For two weeks, Skip went to work like it never happened. That usually does it. When something goes wrong, when something bad happened, you steady yourself against a wall of routine. You get up, shower, drive, and work. But he couldn’t work. He kept hearing the hammer of Debbie’s footsteps from down the hall. He kept hearing them even after the newspaper explained everything that happened in 382 words.

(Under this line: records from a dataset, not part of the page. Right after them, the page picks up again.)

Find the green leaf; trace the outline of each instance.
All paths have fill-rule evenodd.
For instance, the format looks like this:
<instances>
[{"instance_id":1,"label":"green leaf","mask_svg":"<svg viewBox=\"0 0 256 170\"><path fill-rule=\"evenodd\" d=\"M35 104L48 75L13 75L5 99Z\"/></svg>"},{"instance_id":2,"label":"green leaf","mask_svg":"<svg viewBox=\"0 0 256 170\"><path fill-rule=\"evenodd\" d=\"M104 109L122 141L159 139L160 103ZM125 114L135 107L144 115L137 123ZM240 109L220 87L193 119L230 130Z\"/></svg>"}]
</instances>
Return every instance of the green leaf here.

It got worse on Friday nights when he stayed late and drank his house brand soda while he looked up pictures of his old hometown. That’s when the hammer of her feet would get so loud it shook the walls and made him claw his hands into his desk. That’s when he had to leave. That’s when his eyes opened wide enough for the first time in six years, when he threw away his business cards, reached for his pen, spun his chair over to the wall calendar and wrote “MOVE TO WILMINGTON.” He underlined it three times, circled it too, and left. But it didn’t work. Every minute he spent in Wilmington was spent knowing she never made it to Jacksonville. Leaving didn’t help.